— Oui… oui… certainement ! »
J'avais rien à dire… mais je nous voyais pas à Zornhof…
« Vous ne prévenez personne, n'est-ce pas… ni votre femme… ni votre ami… je vous conduirai moi-même, après-demain… mercredi midi… par la route !…
— Entendu Harras ! compris ! »
Quelles précautions !… peut-être pas du tout à Zornhof qu'il nous emmenait ?… je regarde encore ce cimetière, tous ces monceaux de ronces… pourquoi il m'avait amené là ?… par goût ?… peut-être… rien de plus… le certain goût funèbre… toute la Bochie… ils avouent pas, mais ils sont voués, attirés… je cherche encore à lire des noms, sous les ronces…

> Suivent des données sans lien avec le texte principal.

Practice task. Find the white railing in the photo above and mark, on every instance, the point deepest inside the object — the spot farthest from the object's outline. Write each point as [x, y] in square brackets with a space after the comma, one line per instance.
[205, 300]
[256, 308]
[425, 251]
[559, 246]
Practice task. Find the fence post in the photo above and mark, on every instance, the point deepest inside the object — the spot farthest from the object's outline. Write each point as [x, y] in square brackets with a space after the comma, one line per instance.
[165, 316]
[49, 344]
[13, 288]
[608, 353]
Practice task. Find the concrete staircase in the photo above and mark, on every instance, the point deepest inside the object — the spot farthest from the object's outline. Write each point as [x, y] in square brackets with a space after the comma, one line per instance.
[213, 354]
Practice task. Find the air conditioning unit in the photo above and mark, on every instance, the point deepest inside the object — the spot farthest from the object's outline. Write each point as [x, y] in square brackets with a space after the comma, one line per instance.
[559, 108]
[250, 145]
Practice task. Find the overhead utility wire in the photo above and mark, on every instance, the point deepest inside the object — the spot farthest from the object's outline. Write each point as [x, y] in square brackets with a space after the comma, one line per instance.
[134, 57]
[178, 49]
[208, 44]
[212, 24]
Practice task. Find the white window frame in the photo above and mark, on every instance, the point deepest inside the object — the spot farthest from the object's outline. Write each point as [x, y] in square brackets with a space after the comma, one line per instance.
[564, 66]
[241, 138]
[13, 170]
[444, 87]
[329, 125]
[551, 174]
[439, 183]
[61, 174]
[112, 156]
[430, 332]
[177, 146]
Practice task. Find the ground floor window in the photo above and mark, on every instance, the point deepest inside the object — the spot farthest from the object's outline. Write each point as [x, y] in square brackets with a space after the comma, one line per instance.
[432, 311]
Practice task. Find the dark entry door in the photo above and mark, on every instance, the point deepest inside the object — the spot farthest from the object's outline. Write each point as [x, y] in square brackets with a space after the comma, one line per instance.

« Vous avez sûrement remarqué Harras, surtout des femmes !… »
Harras avait remarqué comme moi…
« L'accouchement n'est-ce pas, à l'époque !… le même phénomène aux États-Unis, même époque… une très belle étude d'Eichel… vous avez connu Eichel ? »
Si j'ai connu Eichel !… statisticien de l'État de New York, grand balzacien à ses moments…
« Un très intéressant mémoire sur la mortalité des femmes dans l'État de New York, fin du XVIIe… Eichel !… vous connaissez ?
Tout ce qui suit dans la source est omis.